Commercio, sciopero annunciato

16/06/2004

        Reggio Emilia

        16 giugno 2004

        CONTRATTO SCADUTO
        Tra venerdì e sabato l’agitazione dei confederali. Problema part-time.
        Interessati in 15 mila
        Commercio, sciopero annunciato

        Sciopero. Ma si tratta. L’annuncio della protesta, per il settore commercio privato, terziario, distribuzione cooperativa, è confermato: venerdì stop per i lavoratori che sono nei turni fino a venerdì; sabato per quelli che lavorano sei giorni su sette.
        Nel settore, in provincia di Reggio, lavorano 15 mila addetti in attesa del rinnovo del contratto ormai 18 mesi. Teresa Debbi, segretario di Filcams Cgil che con Fisascat Cisl e Uiltucs Uil ha indetto lo sciopero, ieri sera ha confermato: ci si ferma.
        Ma a Roma – lo sciopero nazionale – esistono forze che spingono perchè si arrivi a una soluzione e si eviti l’agitazione, un blocco che al venerdì e al sabato provocherebbe grossi problemi al settore. Staremo a vedere.
        Oggetto del contendere, anzitutto i soldi. I sindacati chiedono un aumento mensile di 107 euro per due anni. Controproposta: 81 euro per quattro anni. «Fanno il quattro per due, lo sconto in offerta» ironizza il segretario di Filcams Cgil.
        Altro nodo, il part time: nei supermercati si è al 50 per cento di dipendenti part time, che è aumentato a dismisura: solo quattro anni fa, assicura la sindacalista, si era al dieci per cento. Risultato: «Straordinari comunicati in tempi stretti, ritmi di
        lavoro massacranti che non esistono in nessun altro contratto». Anche alla Coop? «Sì, anche alla Coop. Non ci sono più le differenze di una volta, sennò come farebbero a stare sul mercato. E noi li trattiamo allo stesso modo degli altri».
        Diversissima la situazione nei negozi del centro storico: «Dove c’è un dipendente comn marito e mogli titolari hai un bello spiegare che c’è sciopero. Loro rischiano il posto. Sono in realtà i piccoli di Confcommercio, e la Confesercenti si accoda, che
        non ne vogliono sapere di questo contratto».

        Imola
        16 giugno 2004

        LA VERTENZA
        Manifestazione a Roma
        Il commercio incrocia le braccia nel fine settimana

        Il commercio torna a mobilitarsi.

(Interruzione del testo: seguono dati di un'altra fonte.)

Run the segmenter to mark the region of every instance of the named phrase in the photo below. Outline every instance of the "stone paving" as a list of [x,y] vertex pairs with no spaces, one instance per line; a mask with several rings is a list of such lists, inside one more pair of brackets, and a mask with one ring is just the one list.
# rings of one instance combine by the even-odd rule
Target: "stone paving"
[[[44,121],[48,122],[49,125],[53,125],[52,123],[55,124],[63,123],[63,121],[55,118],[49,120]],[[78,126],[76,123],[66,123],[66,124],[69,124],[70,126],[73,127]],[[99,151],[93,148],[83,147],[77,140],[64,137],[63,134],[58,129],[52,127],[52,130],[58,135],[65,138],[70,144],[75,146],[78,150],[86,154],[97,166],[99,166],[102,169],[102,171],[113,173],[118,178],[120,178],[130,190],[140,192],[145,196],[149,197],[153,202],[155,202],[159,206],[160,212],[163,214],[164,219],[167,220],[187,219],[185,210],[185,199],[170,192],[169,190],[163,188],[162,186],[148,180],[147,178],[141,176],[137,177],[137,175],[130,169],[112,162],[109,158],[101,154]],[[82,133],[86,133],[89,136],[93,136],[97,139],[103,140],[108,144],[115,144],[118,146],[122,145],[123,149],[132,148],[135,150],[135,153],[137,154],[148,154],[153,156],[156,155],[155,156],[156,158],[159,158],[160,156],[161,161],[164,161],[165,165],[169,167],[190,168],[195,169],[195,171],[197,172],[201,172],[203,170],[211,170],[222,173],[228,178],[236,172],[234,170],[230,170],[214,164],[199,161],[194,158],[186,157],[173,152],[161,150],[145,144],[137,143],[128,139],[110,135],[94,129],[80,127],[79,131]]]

Dopo lo sciopero di natale 2003, i sindacati di categoria Filcams-Cgil, Fisascat-Cisl e Uiltucs-Uil hanno indetto uno sciopero generale che riguarderà l’intero turno di lavoro di venerdì 18 giugno per le aziende
        che lavorano su cinque giorni, esabato 19 per coloro che lavoranosu sei giorni.
        La protesta, che interesserà le imprese della distribuzione commerciale e cooperativa, del terziario, dei servizi e della distribuzione farmaceutica, è stata indetta dopo 18 mesi dalla scadenza del contratto nazionale di lavoro, 8 mesi di
        trattative con le associazioni di categoria e, per la prima volta nella storia del settore, sarà accompagnata da una manifestazione nazionale a Roma, per la quale i sindacati territoriali organizzeranno dei pullman. Una mobilitazione che
        interessa oltre due milioni di lavoratori e lavoratrici italiani, di cui più di 7.000 nel territorio imolese. Salario e recupero dell’inflazione, mercato del lavoro, part-time e apprendistato, applicazione della legge 30 sul mercato del lavoro sono i punti
        caldi dei negoziati con posizioni che restano lontanissime.
        «In particolare per il part-time – spiega Sonia Bracone, segretaria Filcams-Cgil di Imola –, sia la distribuzione cooperativa sia quella commerciale, vogliono peggiorare le norme previste dall’attuale contratto nazionale introducendo, per esempio, un
        preavviso di soli due giorni per la variazione degli orari di lavoro ed eliminando il diritto di precedenza per i passaggi da part-time a tempo pieno. Un altro punto che contestiamo riguarda la proposta di dare un aumento salariale su 4 anni, anziché due bienni economici, di 100 euro comprensivi della quota di assistenza sanitaria integrativa e dell’aumento già
        erogato a partire dal 1° gennaio 2003: si parla quindi di circa 81 euro effettivi a fronte della nostra richiesta di 107 euro per il biennio (tra recupero del differenziale dell’inflazione 2001-2002 più l’inflazione attesa 2003-2004)».
        La trattativa, fanno sapere i sindacati, su questi punti continuerà quindi nei prossimi giorni, ma lo sciopero è confermato.